2. He says if we can tame the tongue, we can control our whole body, which
means if we can control the tongue that is a good indicator that we have subdued
the root of the problem, which is sin. “For we all stumble in many ways. If
anyone does not stumble in what he says, he is a perfect man, able to bridle the
whole body as well. Now if we put the bits into the horses'mouths so that they
will obey us, we direct their entire body as well. Look at the ships also, though
they are so great and are driven by strong winds, are still directed by a very
small rudder wherever the inclination of the pilot desires” (vv. 2-4).
a. By putting a bit in the horses mouth, we control the horse.
b. By having control of the rudder, the pilot controls the ship.
c. By controlling our tongues, we can control the course of our lives.
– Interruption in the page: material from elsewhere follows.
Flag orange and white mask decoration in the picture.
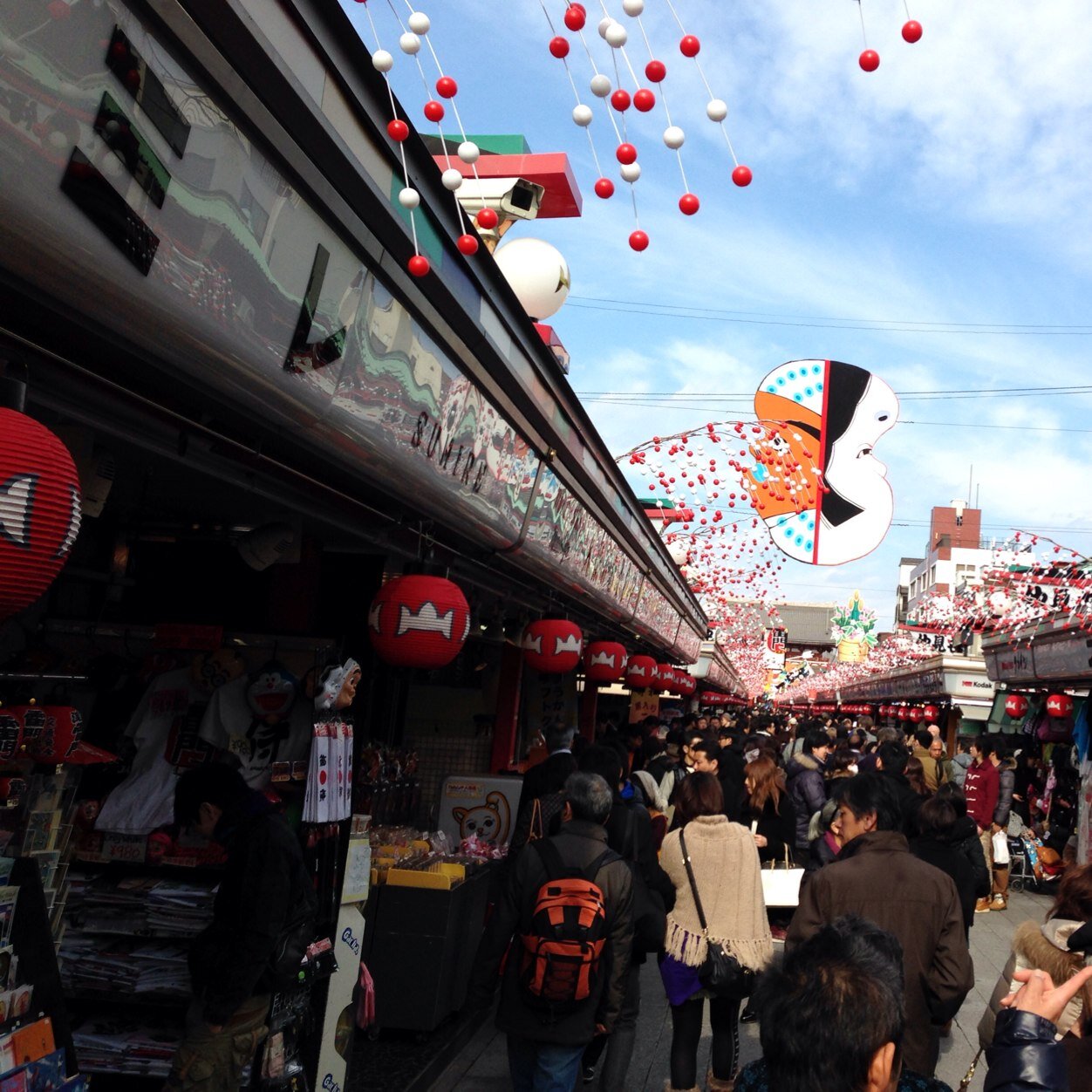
[744,360,898,564]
(i) Again, the tongue is an indicator of our spiritual condition.
(ii) It shows how well we are doing on mortification and sanctification.
(iii) Our imperfection leaks out of our mouths before any other place.
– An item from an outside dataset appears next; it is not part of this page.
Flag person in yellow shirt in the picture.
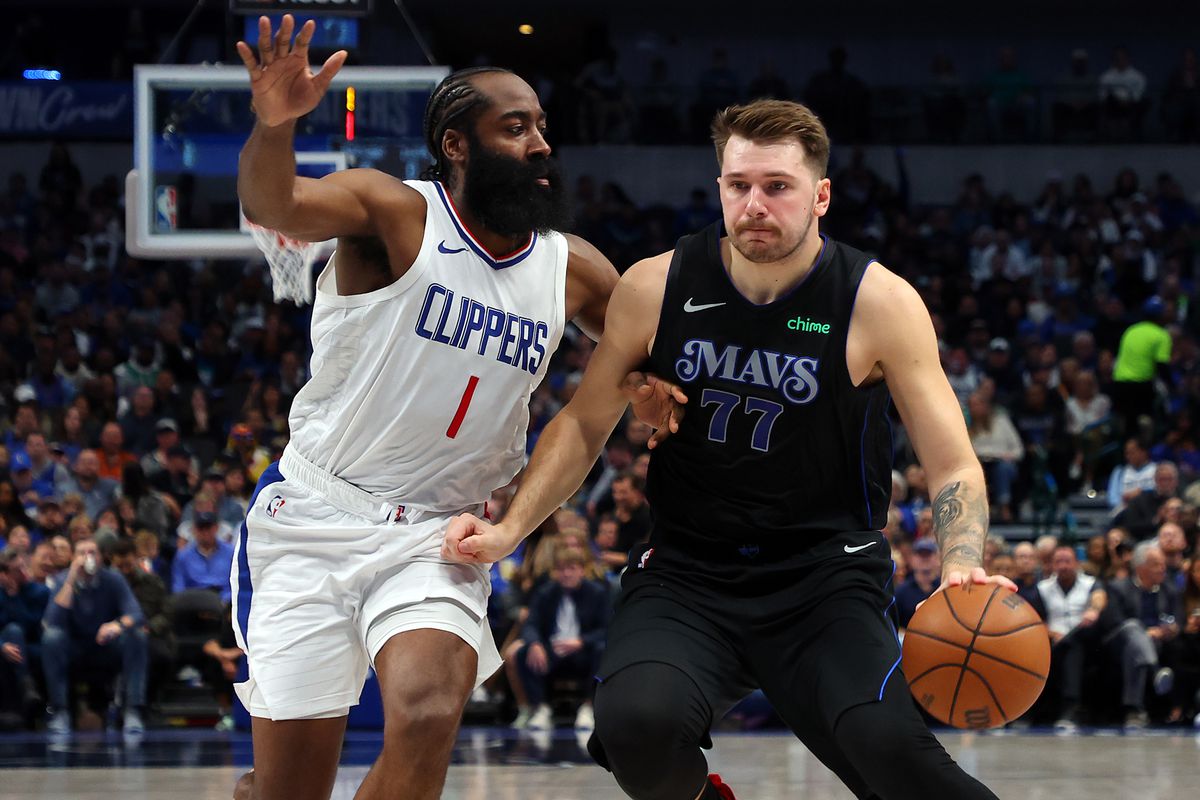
[1112,295,1171,435]
[229,422,271,482]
(iv) If our tongue has been bridled, it shows we have matured spiritually,
more into the image of the Savior.

3. So what can we do to bridle the tongue?


a. We must subdue the sin in our hearts: get what is of hell out of them.
b. We must feed upon the means of grace.
c. We must submit to what we know and follow the Lord.
d. We must grow into His likeness and image.
e. We have not and will not reach perfection in this life, but we should be
aiming at it.
(i) For elders/teachers, to subdue their sins, control their tongues and have as
pure a doctrine as possible.
(ii) For those who would aspire to the office of teacher, until you have
bridled your tongue, don’t even consider it. First, tame the tongue, and
then wait upon the Lord.
(iii) For us as God’s people, we should strive to have as pure and edifying
speech as possible.
(iv) Examine your speech by God’s Word; determine your condition; and
then strive to subdue your sins through the grace of Christ.
(v) Cleanse your hearts, and then your speech will be edifying. Amen.